От третьей пригоршни собака отказалась. Вильнула хвостом, посмотрела на туман оценивающим взглядом, совсем не характерным для животного. Шпилька протянула руку, потрепала Лайму по затылку и вдруг почувствовала, как пальцы словно запутались в расплавленном, но почему-то прохладном стекле. Прозрачная жидкость поползла по коже к локтю, перебралась на плечо…
Шпилька испуганно отпрянула, но было поздно — стекло, обхватив руку, перешло на грудь и шею. Тонкая перепонка соединяла его с головой Лаймы, уже охваченной непонятной субстанцией, но собака не подавала никаких признаков тревоги. Лишь смотрела на хозяйку взглядом, словно говорящим: «Успокойся. Всё будет хорошо».
И в то же время Шпилька ощутила, словно кто-то деликатно, но настойчиво пытается залезть к ней в разум. Кто-то озорной и опасный. Самостоятельный и верный. Слишком умный для обычной собаки. И гораздо лучше Шпильки понимающий, что надо делать, чтобы выжить.
— Ты? — вытаращилась на Лайму Шпилька.
Та в ответ распахнула пасть, улыбнувшись во все свои зубы. И Шпилька решилась.
Мир разом наполнился звуками и запахами, недоступными человеческим органам чувств. Два разума объединились, оставшись при этом отдельными. Шпильке показалось, что вокруг Лаймы она видит нечто вроде ауры, пульсирующей в такт биению собачьего сердца. И почему-то не требовалось задаваться вопросом, что это такое, потому что ответ пришёл в виде ощущения, которое ассоциировалось лишь с одним словом.
Дар. Дар Улья.
Собака, привыкшая полагаться на инстинкты, не удивлялась его появлению, ей новая способность казалась такой же естественной, как умение лаять или идти по следу. В её разуме, в отличие от человеческого, не было ограничений.
Шпильке же этот короткий и яркий контакт был необходим для того, чтоб увидеть со стороны себя, окружённую такой же точно призрачной аурой уже своего Дара.
И это именно она на интуиции, не осознаваемой погрязшим в излишней логике мозгом, тянула на себя стеклянную жидкость, копировала её. Словно зеркало, отражала то, что делала Лайма с самой собой.
Туман, воняющий кислятиной, наполз на берег, обступил замершие друг напротив друга силуэты человека и собаки, дотянулся до воды, без плеска перебрался на неё и ровно на середине реки остановился, словно наткнувшись на невидимую стену.
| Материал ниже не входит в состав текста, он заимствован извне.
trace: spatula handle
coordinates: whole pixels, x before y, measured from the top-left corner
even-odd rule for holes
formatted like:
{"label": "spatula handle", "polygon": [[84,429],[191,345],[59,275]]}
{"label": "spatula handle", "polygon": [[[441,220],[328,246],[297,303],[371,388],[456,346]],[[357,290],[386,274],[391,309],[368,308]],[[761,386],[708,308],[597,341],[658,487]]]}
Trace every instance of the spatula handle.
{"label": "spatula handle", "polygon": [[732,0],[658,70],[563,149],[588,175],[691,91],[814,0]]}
Кластер пошёл на перезагрузку.
Глава 9
А вы кто такие будете?
На этот раз Шпильку разбудила сырая предутренняя прохлада. Ночное небо затянули облака, но на востоке горизонт уже серел, предвещая скорый рассвет. Туман сошёл, лишь над водой ещё виднелись единичные, истаивающие с каждой секундой хлопья. С трудом разлепив глаза, она долго лежала, не шевелясь, и прислушивалась.
В траве стрекотали кузнечики, плескала вода, где-то неподалёку устраивала сольное выступление одинокая лягушка.
Шевелиться было и тяжело, и больно, в онемевшие мышцы словно иголок натыкали. Шипя и матерясь, как никогда в жизни, Шпилька принялась разминать затёкшие пальцы, потом занялась предплечьями и плечами. Села, помассировала деревянную шею.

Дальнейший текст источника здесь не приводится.